Agilidade sintonizada à proposta do Programa de Aceleração do Crescimento, esse é o intuito do Regime Diferenciado de Contratações (RDC). O modelo inicialmente voltado para obras financiadas pelo PAC foi apresentado em uma oficina ministrada pelo diretor de Rodovias e Ferrovias do PAC, Marcelo Bruto nesta segunda-feira (18), no auditório da Procuradoria-Geral do Estado (PGE) para servidores, secretários-adjuntos e procuradores do Estado.

Regulamentado em outubro de 2011 pelo Decreto nº 7.581, o RDC representa uma nova modalidade de licitação, o procedimento utilizado para contratação de serviços ou aquisição de produtos pela Administração Pública. O novo método reduz o tempo do processo e o custo dos projetos por adotar o critério de inversão de fases.

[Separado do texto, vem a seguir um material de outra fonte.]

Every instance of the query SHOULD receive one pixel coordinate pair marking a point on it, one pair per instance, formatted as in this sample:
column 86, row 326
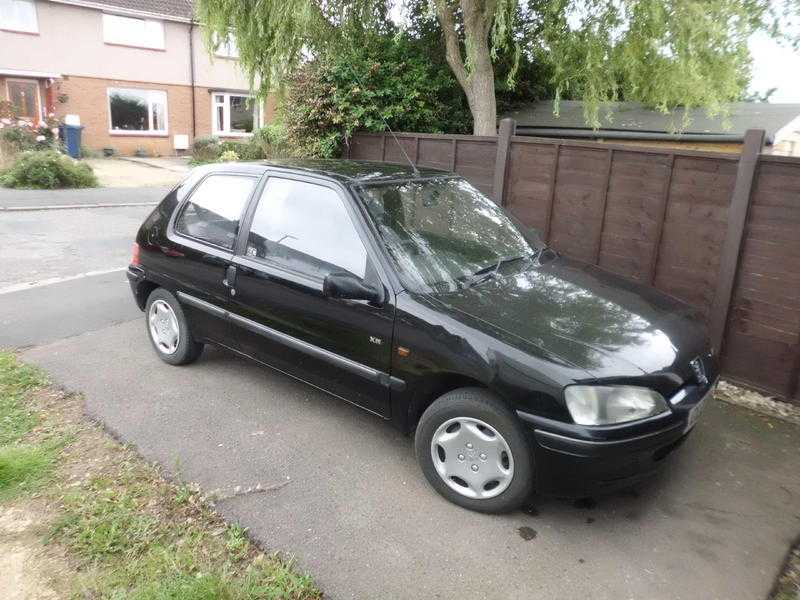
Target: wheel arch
column 434, row 386
column 143, row 291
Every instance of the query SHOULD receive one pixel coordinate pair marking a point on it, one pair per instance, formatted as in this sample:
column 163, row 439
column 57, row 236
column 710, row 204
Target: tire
column 165, row 309
column 471, row 408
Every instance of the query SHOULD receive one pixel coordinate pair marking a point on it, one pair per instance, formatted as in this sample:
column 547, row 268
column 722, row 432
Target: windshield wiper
column 490, row 271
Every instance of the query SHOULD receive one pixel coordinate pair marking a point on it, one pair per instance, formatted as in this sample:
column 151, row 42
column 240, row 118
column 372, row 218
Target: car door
column 202, row 236
column 301, row 229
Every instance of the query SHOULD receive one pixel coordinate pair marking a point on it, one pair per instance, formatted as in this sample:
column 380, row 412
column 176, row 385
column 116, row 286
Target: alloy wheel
column 472, row 458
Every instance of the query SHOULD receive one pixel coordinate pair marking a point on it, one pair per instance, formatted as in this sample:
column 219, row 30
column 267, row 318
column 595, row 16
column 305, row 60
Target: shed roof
column 633, row 120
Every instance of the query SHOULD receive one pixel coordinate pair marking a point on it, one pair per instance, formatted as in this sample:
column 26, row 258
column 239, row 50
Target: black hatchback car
column 412, row 295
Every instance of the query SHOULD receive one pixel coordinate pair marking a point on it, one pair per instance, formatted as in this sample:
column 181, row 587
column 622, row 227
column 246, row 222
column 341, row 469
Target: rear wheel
column 473, row 451
column 168, row 330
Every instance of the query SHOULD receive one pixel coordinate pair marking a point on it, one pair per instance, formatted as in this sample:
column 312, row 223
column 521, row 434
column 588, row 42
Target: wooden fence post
column 731, row 247
column 507, row 129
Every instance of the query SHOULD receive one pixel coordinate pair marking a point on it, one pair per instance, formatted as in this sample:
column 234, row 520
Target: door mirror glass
column 349, row 287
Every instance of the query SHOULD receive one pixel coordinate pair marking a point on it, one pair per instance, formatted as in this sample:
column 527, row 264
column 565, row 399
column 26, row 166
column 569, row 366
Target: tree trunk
column 478, row 81
column 482, row 102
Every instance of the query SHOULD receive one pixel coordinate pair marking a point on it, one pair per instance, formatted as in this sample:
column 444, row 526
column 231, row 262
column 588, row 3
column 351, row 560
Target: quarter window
column 137, row 111
column 18, row 15
column 306, row 228
column 234, row 114
column 129, row 31
column 213, row 212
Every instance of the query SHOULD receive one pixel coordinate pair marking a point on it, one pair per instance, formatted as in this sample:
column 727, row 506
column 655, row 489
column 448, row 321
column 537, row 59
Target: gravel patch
column 733, row 394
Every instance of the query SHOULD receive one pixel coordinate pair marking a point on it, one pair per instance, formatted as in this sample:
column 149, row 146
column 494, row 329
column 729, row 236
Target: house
column 633, row 123
column 135, row 72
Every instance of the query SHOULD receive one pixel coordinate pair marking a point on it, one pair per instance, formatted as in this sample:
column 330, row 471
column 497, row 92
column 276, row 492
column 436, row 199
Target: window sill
column 25, row 31
column 232, row 134
column 133, row 133
column 154, row 49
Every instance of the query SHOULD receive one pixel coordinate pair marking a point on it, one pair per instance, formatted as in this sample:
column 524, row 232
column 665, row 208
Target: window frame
column 149, row 132
column 142, row 46
column 40, row 109
column 374, row 257
column 203, row 245
column 226, row 113
column 35, row 30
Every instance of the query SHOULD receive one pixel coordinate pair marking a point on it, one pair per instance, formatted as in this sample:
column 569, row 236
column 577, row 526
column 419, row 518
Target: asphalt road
column 343, row 491
column 37, row 198
column 62, row 270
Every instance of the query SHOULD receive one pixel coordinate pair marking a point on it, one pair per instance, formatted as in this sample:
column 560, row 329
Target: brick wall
column 88, row 98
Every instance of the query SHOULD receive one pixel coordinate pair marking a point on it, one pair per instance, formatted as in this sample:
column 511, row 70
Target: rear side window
column 213, row 211
column 305, row 227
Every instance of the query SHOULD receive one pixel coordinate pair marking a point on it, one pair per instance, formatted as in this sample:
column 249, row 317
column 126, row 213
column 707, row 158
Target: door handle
column 230, row 279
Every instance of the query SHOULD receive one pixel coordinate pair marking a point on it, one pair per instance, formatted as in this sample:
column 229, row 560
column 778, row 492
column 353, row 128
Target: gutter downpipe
column 191, row 77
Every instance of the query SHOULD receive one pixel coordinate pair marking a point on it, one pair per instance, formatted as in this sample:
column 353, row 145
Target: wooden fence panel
column 634, row 212
column 659, row 216
column 762, row 343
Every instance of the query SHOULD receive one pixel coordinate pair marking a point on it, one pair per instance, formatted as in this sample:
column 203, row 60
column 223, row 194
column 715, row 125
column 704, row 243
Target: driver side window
column 305, row 227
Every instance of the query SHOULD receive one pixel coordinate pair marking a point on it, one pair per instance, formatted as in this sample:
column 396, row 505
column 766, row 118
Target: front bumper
column 574, row 460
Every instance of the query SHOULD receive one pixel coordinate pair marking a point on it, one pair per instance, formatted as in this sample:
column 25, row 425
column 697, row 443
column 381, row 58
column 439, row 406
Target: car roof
column 345, row 171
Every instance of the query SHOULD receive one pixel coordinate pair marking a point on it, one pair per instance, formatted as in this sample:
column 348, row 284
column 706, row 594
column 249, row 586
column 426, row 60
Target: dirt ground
column 26, row 566
column 126, row 172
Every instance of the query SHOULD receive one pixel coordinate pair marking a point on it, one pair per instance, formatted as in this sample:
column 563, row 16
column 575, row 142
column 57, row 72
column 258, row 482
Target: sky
column 775, row 66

No modelo tradicional de licitação as empresas que se candidatam para vender produtos ou serviços para o governo passam por um processo de análise de toda a documentação, antes que haja a concorrência de preços para que a vencedora seja definida. No novo modelo, os concorrentes apresentam suas propostas por meio de lances públicos, o pregão encerra com a definição do vencedor, ou seja, aquele que apresentou a melhor proposta com o menor preço.

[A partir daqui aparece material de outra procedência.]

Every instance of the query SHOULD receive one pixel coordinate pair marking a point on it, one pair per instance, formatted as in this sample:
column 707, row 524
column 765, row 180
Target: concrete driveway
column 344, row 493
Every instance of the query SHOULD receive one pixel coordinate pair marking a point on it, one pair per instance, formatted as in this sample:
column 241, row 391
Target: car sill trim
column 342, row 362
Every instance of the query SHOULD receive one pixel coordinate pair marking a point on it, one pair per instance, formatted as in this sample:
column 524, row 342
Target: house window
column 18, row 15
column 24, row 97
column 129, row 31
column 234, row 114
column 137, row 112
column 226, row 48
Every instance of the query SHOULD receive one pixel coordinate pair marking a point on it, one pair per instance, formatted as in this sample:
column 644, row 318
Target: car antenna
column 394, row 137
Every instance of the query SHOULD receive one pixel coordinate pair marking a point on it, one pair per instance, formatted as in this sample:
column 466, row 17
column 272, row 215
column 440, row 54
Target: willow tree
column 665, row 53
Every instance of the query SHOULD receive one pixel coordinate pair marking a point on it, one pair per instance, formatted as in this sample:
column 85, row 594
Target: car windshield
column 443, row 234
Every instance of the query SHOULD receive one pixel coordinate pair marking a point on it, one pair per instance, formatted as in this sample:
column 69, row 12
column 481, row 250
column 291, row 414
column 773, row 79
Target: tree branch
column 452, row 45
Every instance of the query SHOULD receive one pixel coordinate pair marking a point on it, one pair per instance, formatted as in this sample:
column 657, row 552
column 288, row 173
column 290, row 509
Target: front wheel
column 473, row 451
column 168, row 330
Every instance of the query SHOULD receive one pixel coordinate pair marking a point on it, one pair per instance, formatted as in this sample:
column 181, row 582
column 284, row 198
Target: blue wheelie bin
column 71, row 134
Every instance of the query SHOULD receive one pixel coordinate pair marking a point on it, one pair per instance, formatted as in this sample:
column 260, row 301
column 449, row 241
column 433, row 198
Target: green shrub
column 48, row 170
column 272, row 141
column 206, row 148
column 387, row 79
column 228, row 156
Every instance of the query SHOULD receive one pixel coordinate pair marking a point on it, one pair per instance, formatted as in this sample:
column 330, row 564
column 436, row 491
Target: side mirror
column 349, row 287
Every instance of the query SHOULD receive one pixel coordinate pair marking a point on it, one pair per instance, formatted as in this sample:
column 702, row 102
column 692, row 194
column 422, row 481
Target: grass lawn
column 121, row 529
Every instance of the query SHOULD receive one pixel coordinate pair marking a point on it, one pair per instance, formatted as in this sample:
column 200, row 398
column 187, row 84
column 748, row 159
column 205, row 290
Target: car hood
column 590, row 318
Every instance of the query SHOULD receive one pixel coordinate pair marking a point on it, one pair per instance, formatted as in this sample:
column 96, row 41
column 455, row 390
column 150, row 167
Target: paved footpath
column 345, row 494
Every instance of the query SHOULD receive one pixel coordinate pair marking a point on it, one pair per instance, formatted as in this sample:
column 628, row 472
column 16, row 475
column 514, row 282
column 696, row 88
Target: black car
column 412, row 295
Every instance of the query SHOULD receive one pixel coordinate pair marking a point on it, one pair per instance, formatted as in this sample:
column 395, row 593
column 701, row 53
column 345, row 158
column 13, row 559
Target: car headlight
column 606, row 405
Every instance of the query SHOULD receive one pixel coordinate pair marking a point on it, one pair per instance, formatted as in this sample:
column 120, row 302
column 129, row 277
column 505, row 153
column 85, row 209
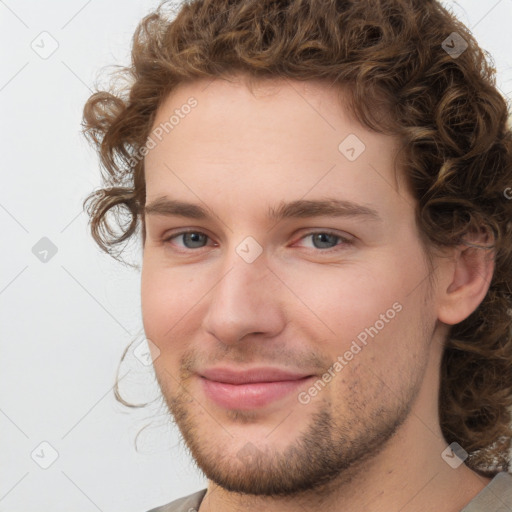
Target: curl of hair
column 388, row 56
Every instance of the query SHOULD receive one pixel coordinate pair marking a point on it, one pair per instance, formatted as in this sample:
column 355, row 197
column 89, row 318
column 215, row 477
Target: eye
column 325, row 241
column 191, row 239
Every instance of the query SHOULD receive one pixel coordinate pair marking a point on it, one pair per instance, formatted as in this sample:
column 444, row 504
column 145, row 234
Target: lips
column 250, row 389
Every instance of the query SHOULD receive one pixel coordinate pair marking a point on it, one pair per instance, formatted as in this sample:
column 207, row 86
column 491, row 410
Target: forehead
column 275, row 136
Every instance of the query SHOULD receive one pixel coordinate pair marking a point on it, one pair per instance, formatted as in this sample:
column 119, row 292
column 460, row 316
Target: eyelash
column 345, row 241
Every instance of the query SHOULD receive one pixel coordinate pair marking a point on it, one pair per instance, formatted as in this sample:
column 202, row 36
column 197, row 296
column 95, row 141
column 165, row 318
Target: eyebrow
column 301, row 208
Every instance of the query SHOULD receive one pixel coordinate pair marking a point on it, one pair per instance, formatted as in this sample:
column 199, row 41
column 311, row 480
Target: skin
column 370, row 439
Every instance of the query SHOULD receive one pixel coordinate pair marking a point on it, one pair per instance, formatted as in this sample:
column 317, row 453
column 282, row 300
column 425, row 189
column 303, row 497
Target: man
column 327, row 253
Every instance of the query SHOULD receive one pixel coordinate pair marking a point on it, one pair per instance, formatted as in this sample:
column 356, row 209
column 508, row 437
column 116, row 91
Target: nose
column 246, row 300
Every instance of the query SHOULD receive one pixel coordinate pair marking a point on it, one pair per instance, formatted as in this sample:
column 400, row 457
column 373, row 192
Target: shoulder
column 188, row 503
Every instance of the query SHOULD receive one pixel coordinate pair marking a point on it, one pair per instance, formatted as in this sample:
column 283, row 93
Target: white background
column 64, row 324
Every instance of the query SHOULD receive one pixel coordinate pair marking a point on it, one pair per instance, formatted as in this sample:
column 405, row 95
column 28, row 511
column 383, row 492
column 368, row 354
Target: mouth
column 250, row 389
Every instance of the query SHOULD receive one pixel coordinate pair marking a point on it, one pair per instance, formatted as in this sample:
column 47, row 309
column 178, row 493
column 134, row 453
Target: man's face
column 333, row 306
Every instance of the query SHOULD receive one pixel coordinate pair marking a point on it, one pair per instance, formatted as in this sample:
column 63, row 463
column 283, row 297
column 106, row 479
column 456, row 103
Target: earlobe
column 469, row 275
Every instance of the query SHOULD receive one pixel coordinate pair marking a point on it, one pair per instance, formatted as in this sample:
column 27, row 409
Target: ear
column 466, row 279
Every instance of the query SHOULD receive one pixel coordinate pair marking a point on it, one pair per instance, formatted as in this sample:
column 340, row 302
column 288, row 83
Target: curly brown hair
column 444, row 107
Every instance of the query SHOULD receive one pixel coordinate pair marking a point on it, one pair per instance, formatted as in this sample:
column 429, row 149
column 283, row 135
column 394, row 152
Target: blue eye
column 196, row 239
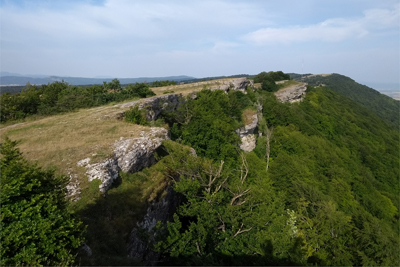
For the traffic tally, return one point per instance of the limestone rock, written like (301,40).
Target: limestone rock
(135,154)
(163,210)
(236,84)
(106,171)
(156,104)
(249,128)
(292,94)
(130,155)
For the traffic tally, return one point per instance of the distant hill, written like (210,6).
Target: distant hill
(23,80)
(382,105)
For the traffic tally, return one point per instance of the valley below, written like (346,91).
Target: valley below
(236,171)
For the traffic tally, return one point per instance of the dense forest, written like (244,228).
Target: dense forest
(383,106)
(320,188)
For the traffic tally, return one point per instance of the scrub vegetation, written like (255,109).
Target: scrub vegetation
(320,188)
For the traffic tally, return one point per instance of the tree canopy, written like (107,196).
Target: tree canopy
(36,228)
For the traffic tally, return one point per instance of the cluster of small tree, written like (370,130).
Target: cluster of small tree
(328,197)
(382,105)
(268,79)
(162,83)
(60,97)
(36,228)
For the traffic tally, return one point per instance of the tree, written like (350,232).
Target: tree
(36,228)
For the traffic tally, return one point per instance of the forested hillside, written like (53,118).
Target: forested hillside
(328,197)
(383,106)
(321,186)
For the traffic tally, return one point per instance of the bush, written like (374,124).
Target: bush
(36,228)
(134,115)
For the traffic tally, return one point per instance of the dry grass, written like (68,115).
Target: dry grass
(185,89)
(61,141)
(247,115)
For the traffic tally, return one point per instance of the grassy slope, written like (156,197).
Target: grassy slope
(383,106)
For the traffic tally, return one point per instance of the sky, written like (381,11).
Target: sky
(124,38)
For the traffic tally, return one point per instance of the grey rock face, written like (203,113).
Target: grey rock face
(106,171)
(130,155)
(156,104)
(135,154)
(143,236)
(292,94)
(236,84)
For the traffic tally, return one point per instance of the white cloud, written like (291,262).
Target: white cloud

Em seguida, a documentação da empresa passa por análise que valida a decisão do pregão público. De acordo com dados do Ministério do Planejamento, a mudança no processo representou uma economia média de 15% dos custos para contratação. Para o diretor de Rodovias e Ferrovias do PAC, Marcelo Bruto “O RDC representa uma necessidade posta em prática a partir de uma experiência agregada ao longo dos anos com o tradicional modelo de contratação”.

De acordo com o procurador de Estado e coordenador da Procuradoria de Licitações, Contratos e Convênios, Ricardo Barros Méro, o RDC pode significar um ganho para a Administração Pública. “O modelo simplifica o procedimento, proporcionando ganho de tempo e redução de custos para o processo, mas deve ser adotado com o cuidado de contratar ofertas que tornem a obra possível de ser feita”, explicou.

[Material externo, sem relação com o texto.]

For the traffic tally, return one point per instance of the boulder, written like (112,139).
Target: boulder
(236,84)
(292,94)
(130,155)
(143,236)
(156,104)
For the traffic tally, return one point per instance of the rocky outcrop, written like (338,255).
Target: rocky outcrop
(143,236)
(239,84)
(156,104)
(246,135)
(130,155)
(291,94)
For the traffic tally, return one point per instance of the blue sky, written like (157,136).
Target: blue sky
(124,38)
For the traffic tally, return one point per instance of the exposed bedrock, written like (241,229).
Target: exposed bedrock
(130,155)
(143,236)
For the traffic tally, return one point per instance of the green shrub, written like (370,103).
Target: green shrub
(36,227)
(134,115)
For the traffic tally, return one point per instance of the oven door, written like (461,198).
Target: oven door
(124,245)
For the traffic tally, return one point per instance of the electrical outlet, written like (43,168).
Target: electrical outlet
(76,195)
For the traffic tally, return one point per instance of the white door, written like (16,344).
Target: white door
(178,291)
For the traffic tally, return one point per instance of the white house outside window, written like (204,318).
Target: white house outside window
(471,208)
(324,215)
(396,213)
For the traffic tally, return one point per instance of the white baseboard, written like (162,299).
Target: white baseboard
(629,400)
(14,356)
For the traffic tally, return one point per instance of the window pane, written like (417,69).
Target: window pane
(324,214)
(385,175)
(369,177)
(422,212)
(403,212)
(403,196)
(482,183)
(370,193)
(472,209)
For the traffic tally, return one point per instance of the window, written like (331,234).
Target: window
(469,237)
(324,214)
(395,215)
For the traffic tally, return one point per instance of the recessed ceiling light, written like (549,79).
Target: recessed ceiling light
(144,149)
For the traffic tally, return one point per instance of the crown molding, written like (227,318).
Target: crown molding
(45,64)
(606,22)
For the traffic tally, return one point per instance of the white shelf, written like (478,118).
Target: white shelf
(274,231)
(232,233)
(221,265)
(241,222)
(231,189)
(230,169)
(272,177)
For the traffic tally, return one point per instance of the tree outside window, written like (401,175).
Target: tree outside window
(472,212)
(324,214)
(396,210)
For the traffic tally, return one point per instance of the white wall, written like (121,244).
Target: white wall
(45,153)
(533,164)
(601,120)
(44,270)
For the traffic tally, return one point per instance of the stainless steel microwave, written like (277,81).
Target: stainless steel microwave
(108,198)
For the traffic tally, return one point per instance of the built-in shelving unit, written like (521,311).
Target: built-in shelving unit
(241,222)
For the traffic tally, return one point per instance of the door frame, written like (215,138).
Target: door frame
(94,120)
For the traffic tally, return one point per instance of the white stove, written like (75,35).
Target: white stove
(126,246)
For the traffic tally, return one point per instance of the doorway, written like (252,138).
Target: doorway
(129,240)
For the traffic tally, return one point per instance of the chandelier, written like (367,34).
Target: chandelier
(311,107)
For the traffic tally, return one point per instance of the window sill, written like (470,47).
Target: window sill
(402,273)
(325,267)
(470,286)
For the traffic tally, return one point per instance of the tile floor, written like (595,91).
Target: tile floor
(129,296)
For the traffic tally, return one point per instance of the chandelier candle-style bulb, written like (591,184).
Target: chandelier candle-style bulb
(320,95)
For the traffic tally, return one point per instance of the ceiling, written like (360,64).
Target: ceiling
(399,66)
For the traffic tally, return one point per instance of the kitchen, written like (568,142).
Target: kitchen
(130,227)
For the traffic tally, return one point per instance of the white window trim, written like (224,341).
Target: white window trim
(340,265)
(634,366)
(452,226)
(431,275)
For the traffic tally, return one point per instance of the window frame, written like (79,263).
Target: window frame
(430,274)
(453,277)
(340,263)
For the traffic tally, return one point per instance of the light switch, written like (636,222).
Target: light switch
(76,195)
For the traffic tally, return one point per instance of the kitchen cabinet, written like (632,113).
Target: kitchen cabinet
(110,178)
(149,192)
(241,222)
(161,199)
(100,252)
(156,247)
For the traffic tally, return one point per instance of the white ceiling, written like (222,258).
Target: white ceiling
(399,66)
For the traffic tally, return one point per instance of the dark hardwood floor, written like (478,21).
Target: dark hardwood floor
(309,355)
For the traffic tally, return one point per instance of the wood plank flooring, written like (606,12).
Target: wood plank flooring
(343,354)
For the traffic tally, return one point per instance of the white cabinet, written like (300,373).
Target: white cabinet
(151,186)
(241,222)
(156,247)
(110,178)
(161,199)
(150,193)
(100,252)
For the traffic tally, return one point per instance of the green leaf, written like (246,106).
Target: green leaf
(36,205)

A servidora da Coordenadoria Especial de Auditorias da Seinfra, Jamile Coelho, acredita que o modelo é interessante para Alagoas já que o Estado tem muitas obras financiadas pelo Programa de Aceleração do Crescimento (PAC). “Esse modelo de contratação viabiliza uma agilidade maior para fase que precede o início das obras, etapa fundamental para que tudo corra bem e o projeto seja colocado em prática da melhor forma possível”, disse.

Atualmente o modelo de contratação pode ser adotado para obras referentes às obras da Copa de 2014, dos Jogos Olímpicos e Paraolímpicos de 2016, de obras de infraestrutura e de contratação de serviços para os aeroportos das capitais distantes até 350 km das cidades sedes dos mundiais, para ações referentes às secretarias de Saúde e Educação e para obras integrantes do PAC.